You’re most contagious during the first two to three days of symptoms, when viral shedding is at its peak. This is also when you’re sneezing and blowing your nose most frequently, launching virus-laden droplets into your surroundings. Contagiousness typically fades as symptoms improve, though you can still spread the virus for up to two weeks in some cases.
What Actually Increases Your Risk
Beyond sleep and cold weather, several other factors make catching a cold more likely:
- Touching your face. The average person touches their face 16 to 23 times per hour. Each touch near your eyes, nose, or mouth is a potential route for viruses picked up from surfaces.
- Stress. Chronic psychological stress suppresses immune function and increases inflammation, making it easier for viruses to establish infection after exposure.
- Dry indoor air. Heated indoor environments in winter dry out the mucus membranes in your nose, reducing their ability to trap and clear viruses before they can infect cells.
- Close contact with children. Young children catch six to eight colds per year on average and are efficient spreaders, often touching shared surfaces and each other constantly.
How to Reduce Your Chances
Since cold viruses spread through droplets and contaminated surfaces, hand washing is the single most effective preventive measure. Washing with soap and water for at least 20 seconds physically removes viral particles. Alcohol-based hand sanitizer works as a backup when soap isn’t available.
Keeping your hands away from your face cuts off the main route viruses use to reach your nasal passages. This is harder than it sounds, but even modest awareness helps. Disinfecting frequently touched surfaces during cold season, particularly in shared spaces, reduces the viral load in your environment.

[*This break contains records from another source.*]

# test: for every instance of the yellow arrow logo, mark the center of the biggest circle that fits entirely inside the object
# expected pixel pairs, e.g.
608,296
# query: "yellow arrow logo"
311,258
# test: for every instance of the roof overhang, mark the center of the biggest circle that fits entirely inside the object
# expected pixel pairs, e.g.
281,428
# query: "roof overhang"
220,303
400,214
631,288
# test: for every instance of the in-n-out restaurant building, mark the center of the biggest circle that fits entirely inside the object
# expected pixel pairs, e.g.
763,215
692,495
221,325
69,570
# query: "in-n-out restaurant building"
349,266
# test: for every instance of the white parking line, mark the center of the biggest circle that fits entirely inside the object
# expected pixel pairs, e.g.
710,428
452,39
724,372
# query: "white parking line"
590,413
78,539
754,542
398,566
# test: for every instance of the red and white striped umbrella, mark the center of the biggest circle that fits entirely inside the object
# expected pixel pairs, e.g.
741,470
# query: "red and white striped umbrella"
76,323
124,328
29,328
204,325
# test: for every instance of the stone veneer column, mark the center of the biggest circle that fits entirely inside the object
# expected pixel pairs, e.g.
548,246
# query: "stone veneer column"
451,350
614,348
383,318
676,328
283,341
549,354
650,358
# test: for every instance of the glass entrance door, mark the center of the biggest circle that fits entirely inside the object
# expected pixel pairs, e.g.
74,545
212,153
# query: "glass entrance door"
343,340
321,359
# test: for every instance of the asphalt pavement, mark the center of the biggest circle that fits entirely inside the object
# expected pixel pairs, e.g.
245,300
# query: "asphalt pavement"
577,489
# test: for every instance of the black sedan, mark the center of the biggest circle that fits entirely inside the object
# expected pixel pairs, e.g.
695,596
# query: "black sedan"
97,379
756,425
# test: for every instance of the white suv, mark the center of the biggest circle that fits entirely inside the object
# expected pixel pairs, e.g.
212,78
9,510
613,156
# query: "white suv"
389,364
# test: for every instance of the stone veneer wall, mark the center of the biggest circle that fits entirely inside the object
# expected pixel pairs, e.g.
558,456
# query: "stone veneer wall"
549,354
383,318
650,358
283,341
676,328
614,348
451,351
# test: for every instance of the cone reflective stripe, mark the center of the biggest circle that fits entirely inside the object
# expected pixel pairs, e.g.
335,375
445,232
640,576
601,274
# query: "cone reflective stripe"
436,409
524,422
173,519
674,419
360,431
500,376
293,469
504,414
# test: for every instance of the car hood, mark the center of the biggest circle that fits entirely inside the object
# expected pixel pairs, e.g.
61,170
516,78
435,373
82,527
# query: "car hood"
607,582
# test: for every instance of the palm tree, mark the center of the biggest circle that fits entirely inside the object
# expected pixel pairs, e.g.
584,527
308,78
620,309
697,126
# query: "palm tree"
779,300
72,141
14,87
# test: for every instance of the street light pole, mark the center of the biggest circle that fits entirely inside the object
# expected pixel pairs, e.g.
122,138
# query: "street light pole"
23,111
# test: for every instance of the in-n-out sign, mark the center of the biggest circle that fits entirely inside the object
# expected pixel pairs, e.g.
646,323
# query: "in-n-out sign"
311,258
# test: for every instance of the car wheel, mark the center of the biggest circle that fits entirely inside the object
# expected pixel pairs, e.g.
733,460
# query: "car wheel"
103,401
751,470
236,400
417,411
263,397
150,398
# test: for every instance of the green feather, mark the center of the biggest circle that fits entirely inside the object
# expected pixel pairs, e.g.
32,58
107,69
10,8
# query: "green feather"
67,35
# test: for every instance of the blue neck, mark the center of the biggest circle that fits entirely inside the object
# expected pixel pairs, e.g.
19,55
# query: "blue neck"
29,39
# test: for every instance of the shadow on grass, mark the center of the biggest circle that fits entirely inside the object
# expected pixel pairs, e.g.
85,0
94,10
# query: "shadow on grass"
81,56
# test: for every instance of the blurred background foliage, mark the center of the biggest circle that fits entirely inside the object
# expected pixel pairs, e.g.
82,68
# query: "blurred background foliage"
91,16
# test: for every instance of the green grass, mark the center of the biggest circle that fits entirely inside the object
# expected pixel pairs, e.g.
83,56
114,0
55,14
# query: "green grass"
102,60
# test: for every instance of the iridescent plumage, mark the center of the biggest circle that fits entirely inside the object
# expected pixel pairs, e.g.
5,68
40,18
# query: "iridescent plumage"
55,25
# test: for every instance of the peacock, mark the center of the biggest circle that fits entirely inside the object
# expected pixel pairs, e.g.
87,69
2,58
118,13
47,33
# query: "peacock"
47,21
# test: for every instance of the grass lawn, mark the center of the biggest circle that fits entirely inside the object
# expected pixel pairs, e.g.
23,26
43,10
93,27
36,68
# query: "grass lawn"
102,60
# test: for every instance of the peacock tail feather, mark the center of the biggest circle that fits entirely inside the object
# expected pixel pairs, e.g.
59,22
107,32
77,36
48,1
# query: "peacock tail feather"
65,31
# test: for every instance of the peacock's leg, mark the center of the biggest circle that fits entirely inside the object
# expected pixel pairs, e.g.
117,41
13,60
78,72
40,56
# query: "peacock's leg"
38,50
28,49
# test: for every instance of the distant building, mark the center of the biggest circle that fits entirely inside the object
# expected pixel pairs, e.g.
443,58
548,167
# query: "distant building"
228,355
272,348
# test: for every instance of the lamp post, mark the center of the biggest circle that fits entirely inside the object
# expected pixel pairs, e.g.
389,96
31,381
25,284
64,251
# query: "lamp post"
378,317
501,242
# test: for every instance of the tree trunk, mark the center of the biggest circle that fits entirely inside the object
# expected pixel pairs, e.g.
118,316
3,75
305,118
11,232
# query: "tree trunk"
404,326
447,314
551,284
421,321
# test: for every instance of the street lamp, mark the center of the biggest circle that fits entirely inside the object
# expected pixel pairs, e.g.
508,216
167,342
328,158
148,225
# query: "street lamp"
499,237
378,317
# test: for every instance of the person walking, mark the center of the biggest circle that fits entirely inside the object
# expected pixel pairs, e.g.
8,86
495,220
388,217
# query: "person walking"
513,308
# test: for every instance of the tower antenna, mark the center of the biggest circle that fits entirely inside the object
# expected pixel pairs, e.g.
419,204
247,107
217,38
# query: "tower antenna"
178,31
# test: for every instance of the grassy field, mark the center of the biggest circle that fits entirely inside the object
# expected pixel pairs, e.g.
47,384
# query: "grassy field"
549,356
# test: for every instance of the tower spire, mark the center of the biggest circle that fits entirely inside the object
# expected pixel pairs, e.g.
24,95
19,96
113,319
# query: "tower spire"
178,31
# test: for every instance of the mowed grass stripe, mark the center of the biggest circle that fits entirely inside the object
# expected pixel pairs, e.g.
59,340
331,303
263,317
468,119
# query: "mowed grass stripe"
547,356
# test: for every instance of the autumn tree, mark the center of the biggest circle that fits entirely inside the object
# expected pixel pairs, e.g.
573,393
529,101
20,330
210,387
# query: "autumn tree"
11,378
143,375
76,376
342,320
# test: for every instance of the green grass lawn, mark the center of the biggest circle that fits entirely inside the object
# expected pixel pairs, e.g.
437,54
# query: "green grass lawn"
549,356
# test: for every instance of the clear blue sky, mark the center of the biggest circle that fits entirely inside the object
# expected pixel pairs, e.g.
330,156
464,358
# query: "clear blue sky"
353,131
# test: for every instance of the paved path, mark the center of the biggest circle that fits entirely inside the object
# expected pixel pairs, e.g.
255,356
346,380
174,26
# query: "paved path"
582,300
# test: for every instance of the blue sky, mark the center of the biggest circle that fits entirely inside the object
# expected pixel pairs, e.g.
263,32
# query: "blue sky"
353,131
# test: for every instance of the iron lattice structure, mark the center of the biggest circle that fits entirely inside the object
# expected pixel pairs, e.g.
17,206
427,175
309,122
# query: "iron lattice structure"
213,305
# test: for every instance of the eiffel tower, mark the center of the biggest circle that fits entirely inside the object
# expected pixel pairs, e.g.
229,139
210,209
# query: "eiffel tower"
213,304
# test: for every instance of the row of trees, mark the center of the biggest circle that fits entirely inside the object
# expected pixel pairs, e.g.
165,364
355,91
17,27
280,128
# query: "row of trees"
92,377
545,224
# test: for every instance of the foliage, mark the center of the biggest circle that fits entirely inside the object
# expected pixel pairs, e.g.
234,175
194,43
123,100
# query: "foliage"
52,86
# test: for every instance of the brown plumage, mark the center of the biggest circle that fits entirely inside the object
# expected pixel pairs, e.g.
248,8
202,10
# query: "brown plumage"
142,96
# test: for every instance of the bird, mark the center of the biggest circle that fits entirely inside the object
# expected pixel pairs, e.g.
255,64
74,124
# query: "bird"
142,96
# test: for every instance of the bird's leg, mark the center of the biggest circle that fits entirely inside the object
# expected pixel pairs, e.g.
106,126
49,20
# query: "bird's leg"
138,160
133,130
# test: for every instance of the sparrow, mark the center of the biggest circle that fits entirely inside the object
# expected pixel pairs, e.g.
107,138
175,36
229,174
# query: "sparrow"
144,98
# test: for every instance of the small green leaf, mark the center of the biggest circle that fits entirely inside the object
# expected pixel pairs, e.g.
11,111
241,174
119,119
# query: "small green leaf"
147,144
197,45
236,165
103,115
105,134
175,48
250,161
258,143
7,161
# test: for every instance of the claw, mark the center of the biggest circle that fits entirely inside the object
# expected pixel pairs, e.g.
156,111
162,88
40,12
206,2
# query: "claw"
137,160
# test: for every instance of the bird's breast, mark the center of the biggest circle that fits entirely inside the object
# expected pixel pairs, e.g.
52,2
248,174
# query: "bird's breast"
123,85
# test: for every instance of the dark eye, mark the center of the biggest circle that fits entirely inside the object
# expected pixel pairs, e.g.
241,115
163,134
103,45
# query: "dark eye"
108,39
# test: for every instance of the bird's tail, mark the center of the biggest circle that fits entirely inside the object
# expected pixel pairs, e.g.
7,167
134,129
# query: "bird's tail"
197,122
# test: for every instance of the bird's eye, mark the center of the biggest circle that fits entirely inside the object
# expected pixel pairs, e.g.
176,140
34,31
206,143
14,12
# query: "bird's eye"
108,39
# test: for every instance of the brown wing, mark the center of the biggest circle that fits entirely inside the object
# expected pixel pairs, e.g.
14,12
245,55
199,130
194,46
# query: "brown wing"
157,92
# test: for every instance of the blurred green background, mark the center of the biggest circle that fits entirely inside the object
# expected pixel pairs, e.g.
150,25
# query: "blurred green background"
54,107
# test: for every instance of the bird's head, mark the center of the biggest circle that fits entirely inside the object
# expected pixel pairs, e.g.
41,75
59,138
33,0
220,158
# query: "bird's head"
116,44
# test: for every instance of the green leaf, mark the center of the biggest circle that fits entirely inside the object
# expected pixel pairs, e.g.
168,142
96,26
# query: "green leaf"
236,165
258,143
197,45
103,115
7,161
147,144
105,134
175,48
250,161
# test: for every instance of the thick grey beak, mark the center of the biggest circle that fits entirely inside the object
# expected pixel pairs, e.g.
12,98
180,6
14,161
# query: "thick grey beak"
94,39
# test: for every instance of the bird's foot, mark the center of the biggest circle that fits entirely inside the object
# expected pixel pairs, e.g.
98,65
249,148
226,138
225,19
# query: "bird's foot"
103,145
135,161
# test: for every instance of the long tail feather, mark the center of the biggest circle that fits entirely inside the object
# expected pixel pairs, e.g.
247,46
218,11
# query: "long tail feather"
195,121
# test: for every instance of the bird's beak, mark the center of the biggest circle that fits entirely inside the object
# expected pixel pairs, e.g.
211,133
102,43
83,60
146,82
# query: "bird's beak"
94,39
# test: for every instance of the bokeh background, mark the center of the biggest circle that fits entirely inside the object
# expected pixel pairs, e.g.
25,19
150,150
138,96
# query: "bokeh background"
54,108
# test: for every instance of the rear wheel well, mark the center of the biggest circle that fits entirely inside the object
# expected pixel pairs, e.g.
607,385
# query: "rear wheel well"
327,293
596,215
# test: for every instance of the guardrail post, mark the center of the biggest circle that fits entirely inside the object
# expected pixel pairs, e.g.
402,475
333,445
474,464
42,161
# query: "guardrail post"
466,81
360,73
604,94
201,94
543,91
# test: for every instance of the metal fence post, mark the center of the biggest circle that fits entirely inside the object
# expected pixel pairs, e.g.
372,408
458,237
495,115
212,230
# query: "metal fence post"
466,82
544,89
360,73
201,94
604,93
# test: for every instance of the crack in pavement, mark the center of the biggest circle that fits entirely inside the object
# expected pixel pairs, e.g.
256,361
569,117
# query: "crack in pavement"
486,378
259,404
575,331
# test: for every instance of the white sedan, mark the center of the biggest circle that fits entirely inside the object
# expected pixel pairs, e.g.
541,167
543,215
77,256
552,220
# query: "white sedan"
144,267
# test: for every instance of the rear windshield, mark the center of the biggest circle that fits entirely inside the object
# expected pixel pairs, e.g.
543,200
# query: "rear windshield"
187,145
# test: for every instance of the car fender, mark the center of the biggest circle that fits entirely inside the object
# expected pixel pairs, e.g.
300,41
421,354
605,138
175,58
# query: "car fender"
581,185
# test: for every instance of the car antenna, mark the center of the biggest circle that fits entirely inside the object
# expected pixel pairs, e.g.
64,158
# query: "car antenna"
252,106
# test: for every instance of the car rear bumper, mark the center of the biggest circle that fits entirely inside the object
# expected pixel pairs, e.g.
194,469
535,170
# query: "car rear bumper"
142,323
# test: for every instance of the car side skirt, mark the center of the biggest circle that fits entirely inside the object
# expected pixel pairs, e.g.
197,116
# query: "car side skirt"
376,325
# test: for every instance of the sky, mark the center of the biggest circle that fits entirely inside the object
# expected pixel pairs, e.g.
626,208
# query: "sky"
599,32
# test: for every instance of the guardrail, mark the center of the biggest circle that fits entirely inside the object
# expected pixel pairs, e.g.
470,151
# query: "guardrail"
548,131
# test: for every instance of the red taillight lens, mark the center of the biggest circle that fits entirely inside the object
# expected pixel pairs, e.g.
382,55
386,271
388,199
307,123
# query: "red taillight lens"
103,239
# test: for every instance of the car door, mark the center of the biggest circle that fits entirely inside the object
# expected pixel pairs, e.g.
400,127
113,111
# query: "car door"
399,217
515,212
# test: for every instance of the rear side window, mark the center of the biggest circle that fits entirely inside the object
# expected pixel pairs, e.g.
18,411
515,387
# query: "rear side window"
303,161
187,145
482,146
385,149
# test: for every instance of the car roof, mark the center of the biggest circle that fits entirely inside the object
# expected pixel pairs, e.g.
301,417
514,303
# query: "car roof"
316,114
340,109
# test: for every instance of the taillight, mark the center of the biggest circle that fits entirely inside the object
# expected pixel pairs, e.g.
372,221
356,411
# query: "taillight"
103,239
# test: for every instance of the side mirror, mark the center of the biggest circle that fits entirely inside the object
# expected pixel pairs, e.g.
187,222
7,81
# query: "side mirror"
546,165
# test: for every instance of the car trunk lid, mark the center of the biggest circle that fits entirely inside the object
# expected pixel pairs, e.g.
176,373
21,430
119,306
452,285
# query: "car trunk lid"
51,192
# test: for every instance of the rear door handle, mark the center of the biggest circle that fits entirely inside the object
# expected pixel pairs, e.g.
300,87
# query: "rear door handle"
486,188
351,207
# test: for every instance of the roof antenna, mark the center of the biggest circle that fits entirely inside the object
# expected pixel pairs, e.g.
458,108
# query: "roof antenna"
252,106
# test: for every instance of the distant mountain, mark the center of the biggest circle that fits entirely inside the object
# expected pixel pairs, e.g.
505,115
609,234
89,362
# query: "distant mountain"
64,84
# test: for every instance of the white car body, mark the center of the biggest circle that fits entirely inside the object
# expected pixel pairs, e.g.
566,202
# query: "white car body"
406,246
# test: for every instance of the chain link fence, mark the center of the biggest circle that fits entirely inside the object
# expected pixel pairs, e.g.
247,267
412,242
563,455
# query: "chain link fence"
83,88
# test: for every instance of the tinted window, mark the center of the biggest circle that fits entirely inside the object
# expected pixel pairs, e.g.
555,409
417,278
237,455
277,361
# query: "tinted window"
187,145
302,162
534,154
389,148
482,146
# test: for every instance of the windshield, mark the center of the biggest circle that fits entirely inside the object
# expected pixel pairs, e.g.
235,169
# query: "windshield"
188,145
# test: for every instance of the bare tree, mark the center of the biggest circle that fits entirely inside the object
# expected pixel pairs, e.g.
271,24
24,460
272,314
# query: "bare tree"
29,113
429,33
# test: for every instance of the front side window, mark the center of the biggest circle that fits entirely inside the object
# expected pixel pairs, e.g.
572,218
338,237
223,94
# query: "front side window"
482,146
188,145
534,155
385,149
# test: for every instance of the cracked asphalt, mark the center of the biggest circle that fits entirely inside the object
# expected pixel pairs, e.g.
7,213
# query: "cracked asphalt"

Protecting sleep is underrated as a cold-prevention strategy. Prioritizing seven to eight hours of quality sleep gives your immune system the resources it needs to fight off viruses you inevitably encounter. Staying hydrated and keeping indoor humidity between 40 and 60 percent helps maintain the protective mucus layer in your nasal passages, giving viruses fewer opportunities to latch onto cells and begin replicating.